Is the 3× worth it?¶
The honest answer for most readers is yes. Three things put the gap in perspective.
1. 8 572 rps is already a lot¶
| Producer config | Records/day | Records/month |
|---|---|---|
aiokpl confirmed @ 8 572 rps |
741 M / day | 22 B / month |
aws-kinesis-agg + boto3 @ 28 960 rps |
2.5 B / day | 75 B / month |
At 200-byte records, 8 572 rps is ~1.7 MB/s sustained from one Python process. To find a workload where that cap is the bottleneck, you need to be doing one of:
- Streaming telemetry from a fleet of millions of devices.
- Ingesting logs from an entire org's microservice mesh.
- Already designing producer-side sharding (Kafka-style).
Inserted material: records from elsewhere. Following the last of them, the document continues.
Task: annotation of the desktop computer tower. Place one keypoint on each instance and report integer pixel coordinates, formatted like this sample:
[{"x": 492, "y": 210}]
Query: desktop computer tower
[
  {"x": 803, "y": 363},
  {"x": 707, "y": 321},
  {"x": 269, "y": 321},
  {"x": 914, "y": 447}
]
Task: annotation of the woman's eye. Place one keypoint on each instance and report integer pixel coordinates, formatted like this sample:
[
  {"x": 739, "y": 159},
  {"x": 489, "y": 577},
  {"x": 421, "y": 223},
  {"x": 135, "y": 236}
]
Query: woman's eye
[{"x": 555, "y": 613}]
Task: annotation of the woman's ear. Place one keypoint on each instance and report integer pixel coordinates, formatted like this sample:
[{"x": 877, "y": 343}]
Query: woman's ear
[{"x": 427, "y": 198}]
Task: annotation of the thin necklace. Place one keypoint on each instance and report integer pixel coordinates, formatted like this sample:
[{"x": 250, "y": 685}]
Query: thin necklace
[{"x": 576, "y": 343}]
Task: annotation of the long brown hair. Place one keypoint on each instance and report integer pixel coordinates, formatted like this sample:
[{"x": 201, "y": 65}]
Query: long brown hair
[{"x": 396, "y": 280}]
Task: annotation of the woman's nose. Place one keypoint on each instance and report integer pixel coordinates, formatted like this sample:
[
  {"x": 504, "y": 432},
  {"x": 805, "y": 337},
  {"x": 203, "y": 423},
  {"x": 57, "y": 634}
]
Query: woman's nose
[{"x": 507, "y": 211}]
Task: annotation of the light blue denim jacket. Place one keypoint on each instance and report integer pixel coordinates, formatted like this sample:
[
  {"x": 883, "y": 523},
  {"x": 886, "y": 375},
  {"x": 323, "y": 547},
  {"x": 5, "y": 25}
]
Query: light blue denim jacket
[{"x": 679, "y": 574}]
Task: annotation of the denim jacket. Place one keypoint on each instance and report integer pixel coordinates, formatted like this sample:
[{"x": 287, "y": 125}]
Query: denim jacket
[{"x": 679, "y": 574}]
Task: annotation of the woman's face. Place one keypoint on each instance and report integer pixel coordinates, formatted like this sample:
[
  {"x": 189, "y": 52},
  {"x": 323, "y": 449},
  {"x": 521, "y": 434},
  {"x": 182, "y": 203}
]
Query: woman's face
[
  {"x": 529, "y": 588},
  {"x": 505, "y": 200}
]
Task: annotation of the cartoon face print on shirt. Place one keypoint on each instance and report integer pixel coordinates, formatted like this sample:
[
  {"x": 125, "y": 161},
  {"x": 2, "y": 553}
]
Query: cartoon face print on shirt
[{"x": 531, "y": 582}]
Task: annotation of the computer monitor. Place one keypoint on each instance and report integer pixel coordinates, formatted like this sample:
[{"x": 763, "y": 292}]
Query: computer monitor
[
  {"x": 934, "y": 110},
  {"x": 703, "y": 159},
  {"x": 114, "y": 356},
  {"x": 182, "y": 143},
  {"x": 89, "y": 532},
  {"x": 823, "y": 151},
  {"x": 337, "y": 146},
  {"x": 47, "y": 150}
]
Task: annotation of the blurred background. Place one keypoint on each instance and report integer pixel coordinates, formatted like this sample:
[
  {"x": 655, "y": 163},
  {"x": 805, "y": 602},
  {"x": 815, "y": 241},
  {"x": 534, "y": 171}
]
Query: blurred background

For webhooks, transactional events, audit logs, analytics, app telemetry, observability pipelines — 8 572 rps is headroom, not a ceiling.
2. The 3× is the worst case (kinesis-mock has no network)¶
kinesis-mock is loopback HTTPS with negligible per-call latency. That
amplifies the gap between "encode + 1 call" (aws-kinesis-agg) and
"encode + pipeline + outcomes" (aiokpl). On real AWS each
PutRecords round-trip is ~10-50 ms, and that's the same cost for
both variants. What differs is the per-record bookkeeping aiokpl does
outside the HTTP path — task switches measured in microseconds,
dominated by AWS network latency.
Expect the gap to compress to roughly 1.3-1.5× against real AWS.
3. The "safety net" is what 2 000 lines of code do¶
aws-kinesis-agg + boto3 will give you one PutRecords response per
batch. If it says "47 of 1 200 records failed":
- The failed records are inside aggregated blobs — you don't know which user-records map to which failures.
- There is no retry. They're lost.
- If the failure was a throttle (
ProvisionedThroughputExceededException), the next batch is just as likely to fail. - If the failure was a wrong-shard-after-split, the failed records will keep going to the wrong shard.
To rebuild what aiokpl does on top of aws-kinesis-agg + boto3:
| You'd write | aiokpl ships |
|---|---|
| user-record → aggregated-blob → failure-result mapping | per-record Outcome[RecordResult] |
| Retry loop with throttle/transient/wrong-shard classification | Retrier (300 lines) |
| Exponential backoff with jitter | inside the Retrier |
Shard map refresh on split_shard convergence |
ShardMap (230 lines) |
| Per-shard token bucket (1000 rec/s + 1 MiB/s) | Limiter (152 lines) |
| Bounded-memory backpressure | max_outstanding_records semaphore |
| Vendor-neutral metrics export | MetricsSink (5 implementations) |
That's roughly the 2 000 lines aiokpl is. The 3× throughput gap is
the price of not writing them yourself.
Verdict¶
- Workload is "fire telemetry, downstream detects loss" →
aws-kinesis-agg + boto3. Faster, less code, right tool. - Records are events you care about (webhooks, transactions, audit
logs, observability) →
aiokpl. The 3× is the cost of the safety net; on real AWS it compresses to ~1.5×. - You're not sure →
aiokpl. 8 572 rps covers the long tail. When you discover you need retries (you will), you don't have to migrate.